Paraffin-embedded histological sections of each group of ovarian tissues were cut to 5 μm. Immunohistochemistry was used to analyze the Beclin 1 expression levels. Rabbit monoclonal anti-Beclin 1 antibody (ab51031; diluted 1:180) was bought from Abcam Company (Cambridge, UK). The staining procedure was performed according to the manual of an ultrasensitive streptavidin–peroxidase kit (MaiXin.Bio, Kit 9701, Fuzhou, China) and Harris’s hematoxylin (Sairuida.Bio, Tianjin, China) was used to stain the cell nuclei. Tissues treated with phosphate-buffered saline (PBS) instead of the primary antibody were used as the negative control. A colon cancer tissue sample was used as the positive control. Buff-colored granules in the cell cytoplasm and nucleus were considered a positive result. The tissues were rated according to their chromatic intensity: no pigmentation = 0, light yellow = 1, buff = 2, and brown = 3. We chose five high-power fields in serial sections from each slice, scored them, and estimated the mean percentage of chromatic cells: <5% chromatic cells = 0; 5%–25% chromatic cells = 1; 26%–50% chromatic cells = 2; 51%–75% chromatic cells = 3; and >75% chromatic cells = 4. We multiplied these two numbers (intensity score × percentage chromatic cells): 0–2 was considered (−); 3–4 (+); 5–8 (++), and 9–12 (+++). The total 148 cases of ovarian cancer were divided into the Beclin 1 high-expression group (++/+++) and the Beclin 1 low-expression group (−/+). Two observers read the sections to control for error.

Immunoblotting

The soluble proteins were isolated from the tissues for western blotting. The protein concentrations was measured by Bicinchoninic acid (23228, Thermo Fisher Scientific, Waltham, MA, USA).
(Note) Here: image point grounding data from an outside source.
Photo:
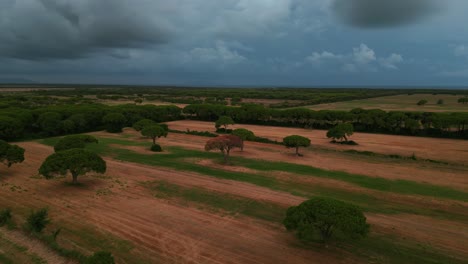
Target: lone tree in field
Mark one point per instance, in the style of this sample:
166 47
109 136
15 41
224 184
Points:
10 154
76 161
139 125
224 143
324 217
296 141
114 122
422 102
154 132
74 141
341 132
243 134
224 121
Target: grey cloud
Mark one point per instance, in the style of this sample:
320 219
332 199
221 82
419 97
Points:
383 13
65 29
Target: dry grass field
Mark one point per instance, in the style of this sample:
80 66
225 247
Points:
184 206
400 103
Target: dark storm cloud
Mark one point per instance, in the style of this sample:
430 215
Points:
65 29
382 13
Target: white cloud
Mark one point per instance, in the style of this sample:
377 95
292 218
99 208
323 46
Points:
363 54
220 53
461 51
317 58
391 61
362 58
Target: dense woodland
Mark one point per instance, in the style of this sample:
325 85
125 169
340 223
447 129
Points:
29 115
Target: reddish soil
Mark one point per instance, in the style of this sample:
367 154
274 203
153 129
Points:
170 233
447 149
424 172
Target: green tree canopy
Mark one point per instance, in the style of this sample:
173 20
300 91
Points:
10 128
76 161
101 257
74 141
224 143
244 134
153 132
114 122
139 125
422 102
10 154
224 121
50 122
295 141
341 131
325 217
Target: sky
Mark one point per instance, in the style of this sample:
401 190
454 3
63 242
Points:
303 43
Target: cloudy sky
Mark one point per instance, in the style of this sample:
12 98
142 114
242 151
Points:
236 42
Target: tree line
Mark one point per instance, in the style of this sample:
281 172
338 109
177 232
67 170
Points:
450 125
54 120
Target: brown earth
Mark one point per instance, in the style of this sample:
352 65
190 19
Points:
172 233
424 172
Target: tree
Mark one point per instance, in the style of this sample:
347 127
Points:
50 123
114 122
37 221
153 132
422 102
74 141
341 131
76 161
10 128
10 154
224 143
325 217
243 134
224 121
296 141
101 257
139 125
463 100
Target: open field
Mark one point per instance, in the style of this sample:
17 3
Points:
183 206
400 103
447 149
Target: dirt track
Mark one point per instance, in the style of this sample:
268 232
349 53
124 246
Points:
430 148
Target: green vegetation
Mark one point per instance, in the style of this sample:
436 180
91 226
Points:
101 257
153 132
224 121
5 216
296 141
324 217
74 141
243 134
139 125
76 161
341 132
114 122
10 154
227 203
422 102
37 220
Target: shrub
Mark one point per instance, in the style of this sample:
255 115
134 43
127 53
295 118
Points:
156 148
37 221
101 257
5 216
324 218
422 102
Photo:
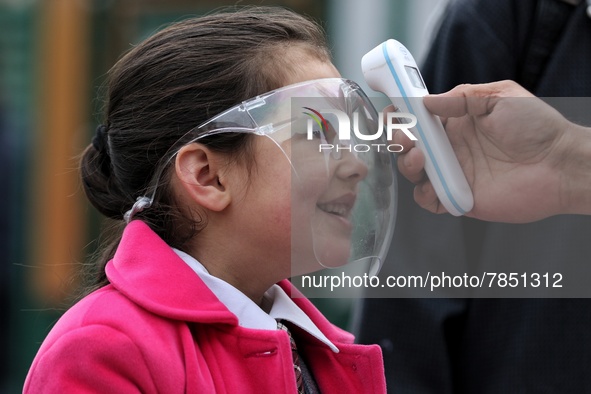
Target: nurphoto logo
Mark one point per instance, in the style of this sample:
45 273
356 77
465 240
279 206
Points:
341 134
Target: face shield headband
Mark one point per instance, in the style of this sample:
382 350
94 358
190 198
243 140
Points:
343 189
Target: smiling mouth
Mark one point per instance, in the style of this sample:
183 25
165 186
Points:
340 207
341 210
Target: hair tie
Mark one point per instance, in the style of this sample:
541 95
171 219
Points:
99 141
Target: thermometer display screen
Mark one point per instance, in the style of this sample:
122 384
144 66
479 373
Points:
415 77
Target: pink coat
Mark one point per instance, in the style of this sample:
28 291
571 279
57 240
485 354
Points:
158 329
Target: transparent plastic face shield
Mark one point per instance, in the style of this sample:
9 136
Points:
342 182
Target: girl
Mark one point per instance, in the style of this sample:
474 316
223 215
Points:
223 193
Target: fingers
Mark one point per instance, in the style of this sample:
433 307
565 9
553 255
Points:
411 165
426 198
472 99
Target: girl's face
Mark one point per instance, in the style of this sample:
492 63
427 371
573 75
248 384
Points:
299 211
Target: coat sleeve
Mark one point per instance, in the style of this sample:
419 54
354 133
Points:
92 359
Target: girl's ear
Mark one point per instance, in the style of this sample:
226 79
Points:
199 171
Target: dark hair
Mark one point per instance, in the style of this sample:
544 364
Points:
170 83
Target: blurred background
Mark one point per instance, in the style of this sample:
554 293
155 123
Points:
54 55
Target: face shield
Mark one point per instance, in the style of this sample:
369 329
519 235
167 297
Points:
342 182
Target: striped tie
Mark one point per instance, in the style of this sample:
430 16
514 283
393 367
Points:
296 358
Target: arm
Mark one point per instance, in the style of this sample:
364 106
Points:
93 359
524 161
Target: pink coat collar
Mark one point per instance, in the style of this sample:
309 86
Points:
147 271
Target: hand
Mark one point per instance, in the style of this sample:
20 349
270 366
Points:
515 150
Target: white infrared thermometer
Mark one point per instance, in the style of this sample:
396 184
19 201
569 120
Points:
390 69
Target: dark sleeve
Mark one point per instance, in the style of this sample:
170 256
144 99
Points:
478 41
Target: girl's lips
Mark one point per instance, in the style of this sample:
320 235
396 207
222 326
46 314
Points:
340 206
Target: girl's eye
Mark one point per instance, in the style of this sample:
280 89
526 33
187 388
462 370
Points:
317 134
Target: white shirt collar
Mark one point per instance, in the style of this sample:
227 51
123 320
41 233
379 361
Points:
249 314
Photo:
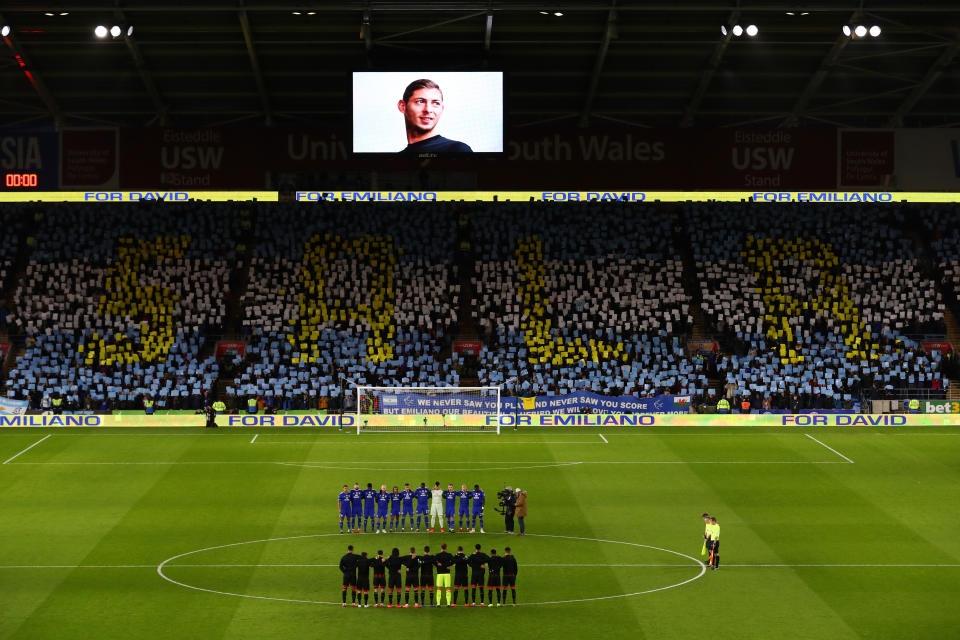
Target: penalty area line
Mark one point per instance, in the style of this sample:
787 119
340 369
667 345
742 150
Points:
14 456
830 448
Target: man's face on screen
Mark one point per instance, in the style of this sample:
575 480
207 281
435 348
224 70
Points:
423 110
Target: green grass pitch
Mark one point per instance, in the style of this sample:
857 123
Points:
813 545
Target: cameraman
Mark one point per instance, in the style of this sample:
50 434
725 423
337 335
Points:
508 501
521 508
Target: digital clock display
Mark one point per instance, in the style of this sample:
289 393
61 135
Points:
21 180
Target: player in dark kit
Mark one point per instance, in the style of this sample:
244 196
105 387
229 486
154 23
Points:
460 579
396 499
412 563
478 560
369 507
394 565
427 563
494 564
509 575
363 579
356 507
348 566
379 580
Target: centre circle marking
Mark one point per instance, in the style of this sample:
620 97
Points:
696 563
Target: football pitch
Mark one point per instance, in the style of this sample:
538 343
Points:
185 533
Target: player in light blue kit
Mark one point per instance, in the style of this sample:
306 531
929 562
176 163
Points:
479 499
383 506
356 507
464 496
396 499
369 506
450 505
344 501
423 505
407 507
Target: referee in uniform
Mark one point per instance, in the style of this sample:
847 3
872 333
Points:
714 544
348 566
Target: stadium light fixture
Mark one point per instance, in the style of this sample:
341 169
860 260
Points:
861 31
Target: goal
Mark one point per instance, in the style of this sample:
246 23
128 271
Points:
428 409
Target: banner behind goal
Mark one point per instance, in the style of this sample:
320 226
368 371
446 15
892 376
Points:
428 409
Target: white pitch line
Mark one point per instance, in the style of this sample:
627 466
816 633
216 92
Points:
831 449
339 465
28 448
525 565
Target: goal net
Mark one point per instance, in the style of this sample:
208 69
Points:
428 409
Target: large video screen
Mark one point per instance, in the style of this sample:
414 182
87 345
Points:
428 113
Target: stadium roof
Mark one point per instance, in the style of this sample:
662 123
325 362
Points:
215 62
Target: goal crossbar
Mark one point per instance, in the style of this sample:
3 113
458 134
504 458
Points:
434 409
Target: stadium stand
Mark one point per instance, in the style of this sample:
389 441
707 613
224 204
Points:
581 297
116 303
344 293
815 309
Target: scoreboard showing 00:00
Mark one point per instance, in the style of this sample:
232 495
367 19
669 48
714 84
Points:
21 180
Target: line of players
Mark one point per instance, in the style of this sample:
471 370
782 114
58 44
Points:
420 579
376 508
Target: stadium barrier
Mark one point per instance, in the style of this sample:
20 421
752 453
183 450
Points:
816 197
414 422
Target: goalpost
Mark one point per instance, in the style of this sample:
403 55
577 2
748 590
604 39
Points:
382 409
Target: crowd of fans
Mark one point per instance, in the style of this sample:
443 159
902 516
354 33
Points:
349 294
813 307
116 302
581 297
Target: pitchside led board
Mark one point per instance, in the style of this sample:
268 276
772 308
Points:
427 113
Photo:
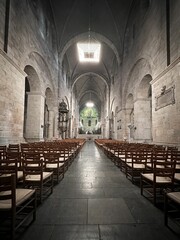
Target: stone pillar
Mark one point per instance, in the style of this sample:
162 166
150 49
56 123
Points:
142 120
35 117
51 124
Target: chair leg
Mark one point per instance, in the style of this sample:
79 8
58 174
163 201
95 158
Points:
165 210
154 194
141 185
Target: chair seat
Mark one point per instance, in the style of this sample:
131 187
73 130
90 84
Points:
136 165
150 177
177 176
19 174
21 196
174 196
54 165
38 176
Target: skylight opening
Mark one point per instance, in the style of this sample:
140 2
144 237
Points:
89 104
89 52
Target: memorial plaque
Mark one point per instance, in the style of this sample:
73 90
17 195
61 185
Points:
165 98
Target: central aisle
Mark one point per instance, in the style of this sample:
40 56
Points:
95 201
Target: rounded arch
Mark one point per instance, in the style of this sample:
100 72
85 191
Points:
90 73
144 88
140 69
33 78
130 101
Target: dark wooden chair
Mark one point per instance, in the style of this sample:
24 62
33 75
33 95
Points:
53 163
34 175
161 177
172 207
16 205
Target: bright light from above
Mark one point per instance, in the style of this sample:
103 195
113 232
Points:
89 52
89 104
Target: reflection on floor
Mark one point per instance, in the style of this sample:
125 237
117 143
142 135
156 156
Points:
95 201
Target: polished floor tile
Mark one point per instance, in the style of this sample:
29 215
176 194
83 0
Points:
108 211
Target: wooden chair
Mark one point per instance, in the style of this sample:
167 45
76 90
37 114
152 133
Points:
172 207
161 177
34 175
53 163
16 205
136 166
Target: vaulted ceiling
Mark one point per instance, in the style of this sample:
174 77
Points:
106 21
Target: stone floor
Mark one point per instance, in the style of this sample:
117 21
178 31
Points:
95 201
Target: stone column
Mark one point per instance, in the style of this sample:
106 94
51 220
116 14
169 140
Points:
142 120
35 117
51 124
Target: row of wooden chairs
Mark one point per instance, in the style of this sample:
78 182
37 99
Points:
156 168
27 176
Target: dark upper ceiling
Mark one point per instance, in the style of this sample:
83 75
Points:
107 21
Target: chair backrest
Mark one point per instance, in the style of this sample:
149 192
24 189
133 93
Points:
164 169
8 189
32 165
52 157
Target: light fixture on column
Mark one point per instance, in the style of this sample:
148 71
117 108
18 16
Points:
90 104
89 50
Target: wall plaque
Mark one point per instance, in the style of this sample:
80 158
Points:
165 98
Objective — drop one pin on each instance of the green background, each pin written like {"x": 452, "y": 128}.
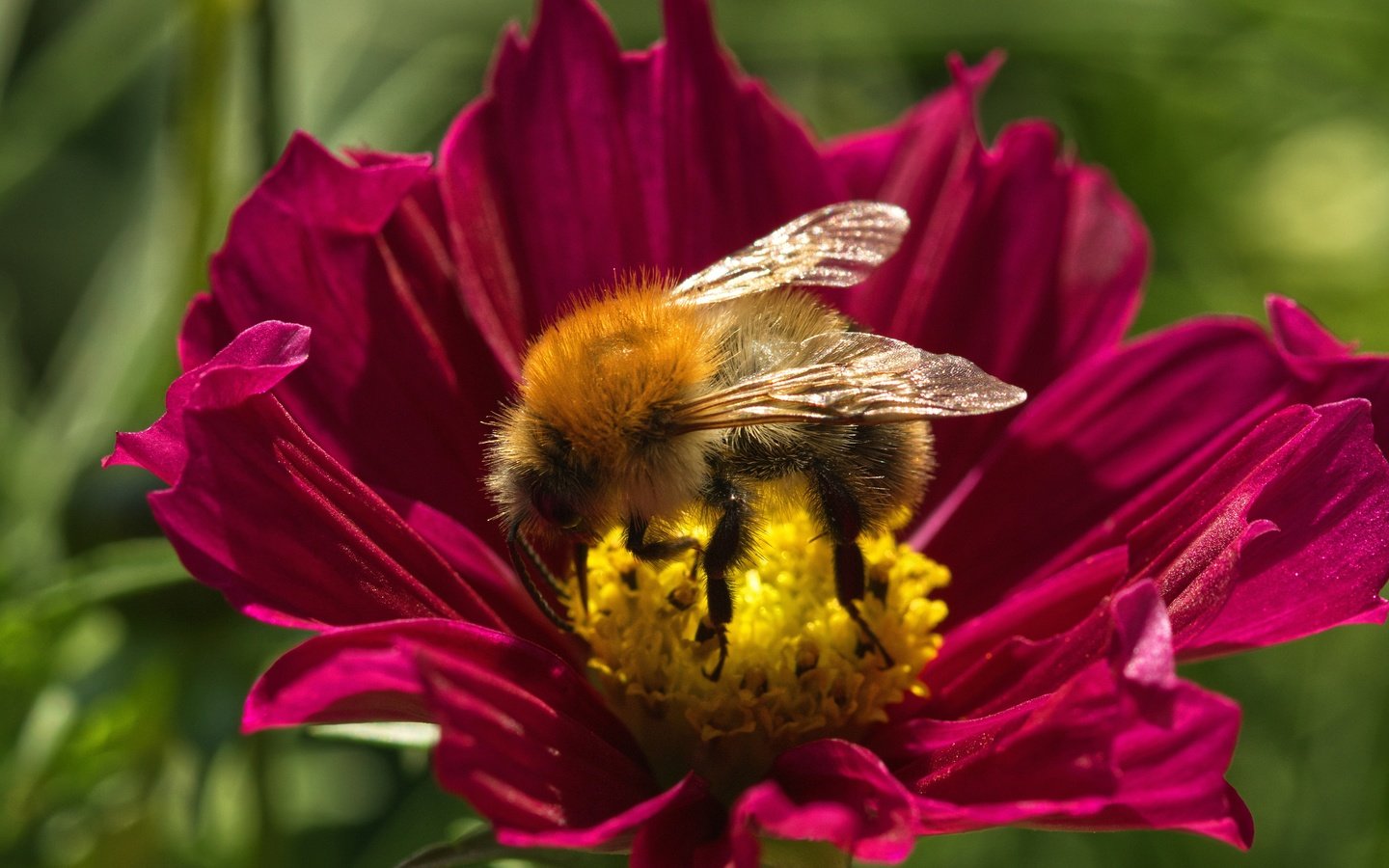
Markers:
{"x": 1252, "y": 133}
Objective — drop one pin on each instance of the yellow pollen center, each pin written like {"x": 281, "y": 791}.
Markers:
{"x": 798, "y": 666}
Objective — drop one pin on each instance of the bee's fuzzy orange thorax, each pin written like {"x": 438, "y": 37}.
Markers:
{"x": 605, "y": 374}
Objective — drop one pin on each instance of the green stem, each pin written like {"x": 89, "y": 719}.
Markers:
{"x": 267, "y": 66}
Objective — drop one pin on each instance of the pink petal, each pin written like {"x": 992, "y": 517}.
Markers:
{"x": 400, "y": 381}
{"x": 1123, "y": 745}
{"x": 256, "y": 362}
{"x": 493, "y": 580}
{"x": 828, "y": 791}
{"x": 260, "y": 511}
{"x": 1282, "y": 538}
{"x": 532, "y": 747}
{"x": 1096, "y": 441}
{"x": 688, "y": 835}
{"x": 1031, "y": 643}
{"x": 1019, "y": 258}
{"x": 583, "y": 163}
{"x": 1120, "y": 436}
{"x": 343, "y": 675}
{"x": 526, "y": 738}
{"x": 1329, "y": 366}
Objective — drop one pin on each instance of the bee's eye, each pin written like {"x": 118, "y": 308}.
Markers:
{"x": 555, "y": 510}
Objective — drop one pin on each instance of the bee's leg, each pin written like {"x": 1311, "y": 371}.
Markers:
{"x": 581, "y": 574}
{"x": 521, "y": 549}
{"x": 654, "y": 549}
{"x": 726, "y": 545}
{"x": 843, "y": 523}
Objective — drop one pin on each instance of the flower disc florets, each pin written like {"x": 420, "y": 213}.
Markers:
{"x": 798, "y": 666}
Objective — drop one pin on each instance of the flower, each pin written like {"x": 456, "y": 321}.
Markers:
{"x": 1205, "y": 489}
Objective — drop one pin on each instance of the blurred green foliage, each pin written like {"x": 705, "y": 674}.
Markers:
{"x": 1252, "y": 133}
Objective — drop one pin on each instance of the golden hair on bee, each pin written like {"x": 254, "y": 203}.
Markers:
{"x": 653, "y": 397}
{"x": 603, "y": 372}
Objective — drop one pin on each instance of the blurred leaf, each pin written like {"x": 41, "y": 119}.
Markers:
{"x": 12, "y": 365}
{"x": 101, "y": 366}
{"x": 13, "y": 15}
{"x": 76, "y": 74}
{"x": 49, "y": 722}
{"x": 471, "y": 849}
{"x": 116, "y": 570}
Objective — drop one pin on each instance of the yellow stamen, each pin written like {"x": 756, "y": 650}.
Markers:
{"x": 798, "y": 665}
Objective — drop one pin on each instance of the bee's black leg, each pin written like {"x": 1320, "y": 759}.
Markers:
{"x": 581, "y": 574}
{"x": 726, "y": 545}
{"x": 521, "y": 549}
{"x": 654, "y": 549}
{"x": 843, "y": 523}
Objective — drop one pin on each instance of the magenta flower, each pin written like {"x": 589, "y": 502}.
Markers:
{"x": 1196, "y": 492}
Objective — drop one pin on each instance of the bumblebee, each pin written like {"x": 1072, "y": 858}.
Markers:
{"x": 719, "y": 392}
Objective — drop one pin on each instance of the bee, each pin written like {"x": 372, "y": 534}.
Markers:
{"x": 659, "y": 396}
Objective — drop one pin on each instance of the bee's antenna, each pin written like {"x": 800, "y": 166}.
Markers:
{"x": 518, "y": 545}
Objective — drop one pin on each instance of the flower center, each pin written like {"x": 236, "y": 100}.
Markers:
{"x": 798, "y": 666}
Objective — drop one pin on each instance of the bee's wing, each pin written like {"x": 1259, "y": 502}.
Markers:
{"x": 852, "y": 378}
{"x": 835, "y": 246}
Equal amounts of protein from each sample were separated by electrophoresis on an SDS-10% polyacrylamide gel, transferred to polyvinylidene difluoride membrane, and blocked with 5% nonfat dry milk in 1× TBS plus 0.1% Tween 20 at room temperature for 2 h. The membranes were incubated overnight at 4 °C with the primary antibody in 1% albumin bovine in 1× TBS plus 0.1% Tween 20. The primary anti-Beclin 1 monoclonal antibody (diluted 1:2000) was purchased from Abcam Company (ab51031) and the anti-GAPDH (glyceraldehyde-3-phosphate dehydrogenase) monoclonal antibody (diluted 1:2000) was purchased from Boshide Biotech Company (BM1985, Wuhan, China). The membranes were washed and incubated again for 2 h at room temperature with horseradish-peroxidase-conjugated anti-rabbit or anti-mouse secondary antibody. The proteins were visualized with ECL reagent (ECL Prime Western Blotting Detection Reagent, Amersham, Pittsburgh, PA, USA). The experiments were repeated three times.

Statistical Analyses

Differences in proportions were evaluated using the χ2 test. The χ2 test or Fisher’s exact test was used to analyse the relationship between the Beclin 1 expression and clinicopathological variables, whichever was appropriated. Survival curves were generated using the Kaplan–Meier method and compared by the log-rank test. Cox’s proportional hazard regression model was used for multivariate survival analysis of prognostic factors. All statistical analyses were performed using SPSS V17.0 software (SPSS Inc., Chicago, IL, USA). A two-tailed p-value test was used in all analyses; p-values less than 0.05 were considered statistically significant.

Conclusions

Beclin 1 protein is upregulated in ovarian epithelial cancer and is a prognostic factor for this cancer.